今回の米大統領選は、事前の世論調査でも両者の支持率が拮抗しており、どちらが勝利するのか言い切れない状況が続いています。このため為替市場、株式市場、債券市場など金融市場関係者の多くは、米大統領選の結果が読めないだけに、それまでは様子見の姿勢を続けざるを得ない、との見方が示されています。
言い換えると、米大統領選の結果が判明すると思われる日本時間11月6日正午くらいから、金融市場は様子見姿勢を抜け出し、次の米大統領の政策などを根拠に動きを見せるであろうとの見方もあるようです。
ただ、トランプ氏・ハリス氏のどちらかが勝利したとしても米国経済がすぐさま変化するわけでもなく、また両氏が選挙戦などで掲げた公約が実現されるか否かは、米議会選の結果次第の部分もあります。

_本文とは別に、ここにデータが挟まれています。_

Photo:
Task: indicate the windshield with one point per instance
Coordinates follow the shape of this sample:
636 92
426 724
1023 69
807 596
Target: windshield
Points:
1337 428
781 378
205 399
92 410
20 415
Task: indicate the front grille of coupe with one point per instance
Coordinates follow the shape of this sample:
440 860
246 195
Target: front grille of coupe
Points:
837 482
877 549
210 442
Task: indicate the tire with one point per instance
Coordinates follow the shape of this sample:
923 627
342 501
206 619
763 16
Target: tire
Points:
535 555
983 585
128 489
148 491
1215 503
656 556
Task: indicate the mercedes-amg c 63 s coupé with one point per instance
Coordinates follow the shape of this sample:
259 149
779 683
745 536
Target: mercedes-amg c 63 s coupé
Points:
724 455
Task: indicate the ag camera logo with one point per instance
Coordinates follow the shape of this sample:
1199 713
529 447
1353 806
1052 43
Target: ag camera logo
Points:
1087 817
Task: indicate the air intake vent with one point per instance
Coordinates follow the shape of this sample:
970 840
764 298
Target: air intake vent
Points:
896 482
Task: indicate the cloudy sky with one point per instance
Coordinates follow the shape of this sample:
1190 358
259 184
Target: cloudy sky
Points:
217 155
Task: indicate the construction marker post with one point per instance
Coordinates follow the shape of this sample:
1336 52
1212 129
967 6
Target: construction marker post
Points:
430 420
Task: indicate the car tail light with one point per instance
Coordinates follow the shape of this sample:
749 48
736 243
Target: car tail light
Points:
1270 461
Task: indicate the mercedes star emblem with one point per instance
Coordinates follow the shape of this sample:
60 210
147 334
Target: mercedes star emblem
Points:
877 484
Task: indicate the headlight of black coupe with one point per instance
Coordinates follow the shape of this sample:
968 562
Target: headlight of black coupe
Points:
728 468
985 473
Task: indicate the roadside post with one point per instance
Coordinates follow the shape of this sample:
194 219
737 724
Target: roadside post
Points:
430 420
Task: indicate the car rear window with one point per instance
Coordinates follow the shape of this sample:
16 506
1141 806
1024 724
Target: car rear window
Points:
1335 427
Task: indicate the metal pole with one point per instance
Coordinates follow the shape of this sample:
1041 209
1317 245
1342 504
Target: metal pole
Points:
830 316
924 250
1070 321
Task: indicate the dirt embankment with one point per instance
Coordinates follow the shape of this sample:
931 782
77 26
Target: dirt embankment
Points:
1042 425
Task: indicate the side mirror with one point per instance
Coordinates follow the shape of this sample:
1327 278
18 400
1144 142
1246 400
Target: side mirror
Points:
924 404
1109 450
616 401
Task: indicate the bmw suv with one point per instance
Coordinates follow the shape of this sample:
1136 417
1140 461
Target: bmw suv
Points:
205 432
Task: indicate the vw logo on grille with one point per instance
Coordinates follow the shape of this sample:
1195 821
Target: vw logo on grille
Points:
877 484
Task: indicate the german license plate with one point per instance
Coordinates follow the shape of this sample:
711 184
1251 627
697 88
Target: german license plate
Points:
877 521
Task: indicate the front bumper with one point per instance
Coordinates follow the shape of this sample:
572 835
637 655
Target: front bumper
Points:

このため、米大統領選の結果に対する金融市場の反応は、結局のところ当日のムードや勢いで決まるような気がしています。たとえばトランプ氏が勝利したらドル高・株高・金利高、といった方程式を目にすることもありますが、実際にこうした方程式がそのまま通用すると考えないほうがいいのかもしれません。
こうした考え方は、無責任な見方と思われるかもしれません。しかし、たとえ責任ある姿勢を示したとしても、金融市場での運用で損失を出してしまうことは避けたいものです。あくまで個人的な考えですが、金融市場で運用をする以上、優先すべきは利益を増やし損失を減らすことであり、責任の有無はその次であると割り切るのが合理的ではないかと思います。
そもそも米大統領選の結果が判明したからといって、金融市場が大きく動くとは限りません。米大統領選の結果判明後の金融市場の動きが読み切れないのであれば、ポジション(金融資産を保有している状況)をできるだけ軽くし、米大統領選の結果判明後の金融市場の動きを確認してから、ご自身の動きを決めるのがリスクの少ない考え方ではないかと思います。
さて、本日(11月5日)のドル円ですが、少しずつではありますが上昇しています。5日早朝は152円ちょうどを小幅上回る水準でしたが、仲値公示後の午前10時過ぎには152円台半ば近辺まで上昇しました。
その後、ドル円は早朝と同じ152円ちょうどを小幅上回る水準に下げました。しかしドル円はそこから切り返し、午後2時過ぎまでジリジリと上昇を続け、午前10時過ぎと同じ152円台半ば近辺まで上昇しました。午後3時ころは152円台半ば手前となっています。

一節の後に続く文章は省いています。